During the season we could have applied this equation week-by-week in order to project how many wins they were going to get. For the 13-3 crowd, here is an approximation of how many games Denver was going to win after each of their games based on the equation:
| Week | Opponent | Projected-Bronco Wins |
|---|---|---|
| Week 1 | Bengals | 12.9 |
| Week 2 | Browns | 15.1 |
| Week 3 | Raiders | 15.5 |
| Week 4 | Cowboys | 15.2 |
| Week 5 | Patriots | 14.3 |
| Week 6 | Charger | 13.8 |
| Week 7 | Bye | 13.8 |
| Week 8 | Ravens | 11.6 |
| Week 9 | Steelers | 9.9 |
| Week 10 | Redskins | 9 |
| Week 11 | Chargers | 7.2 |
| Week 12 | Giants | 8.4 |
| Week 13 | Chiefs | 9.8 |
| Week 14 | Colts | 9.1 |
| Week 15 | Raiders | 9 |
| Week 16 | Eagles | 8.8 |
| Week 17 | Chiefs | 8.1 |
My original projection for the Broncos was 10-6, and I even wrote a piece here, called "Why History Won't Have a Way of Repeating Itself," after Week 9 saying the same. You can now see why. After the game against the Steelers they were still on pace to be a 10-win team.

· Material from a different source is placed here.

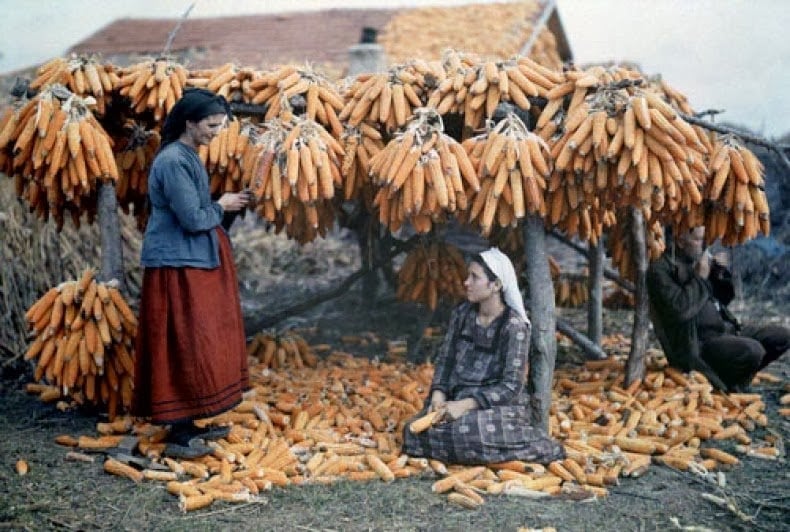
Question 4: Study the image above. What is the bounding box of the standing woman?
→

Week 10 was really the turning point for this season and where our equation began to point to the Broncos as an 8- or 9-win team. But, of course, you know this already, Broncos fans. For the first 8 weeks, however, this team was a 12-win team.
Implications for Upsets
I find it interesting that both the Jets and the Ravens were in a position to lose out on the playoffs. But according to the equation, both teams were "unlucky" this year and it could be argued that at least the Ravens should have had two more wins. So if someone tells you that the the Texans, Steelers, or Broncos deserved to be in the playoffs more than these two teams, you can set them straight. If anything, the Jets and Ravens should have been challenging for division titles. I will grant you, however, the Jets' figures were slightly skewed given they played teams resting starters in the last two weeks of the season.
A few more surprises came from applying this equation. First, the Saints, Chargers, and Colts were all "lucky" this season, getting more wins than they should have. I would not be at all surprised if two of these teams fall in the divisional round. And the team that should have had the most wins, the Green Bay Packers, ended up as a wild-card team.
Partly due to this equation, I picked the Jets, Cowboys, Patriots, and Packers to win this weekend. You can also see why the Ravens-Patriots game is the most difficult to pick. Both teams were unlucky this year and their projected wins were exactly the same.
Don't be surprised if the "unlucky" teams at the top of this list (Jets, Ravens, Patriots, and Packers) end up making noise in these playoffs. As I finish this piece, I see that both the Jets and the Cowboys have already done so. But for those with a little high-school geometry, it shouldn't have come as a shock.
There are no punks in geometry class.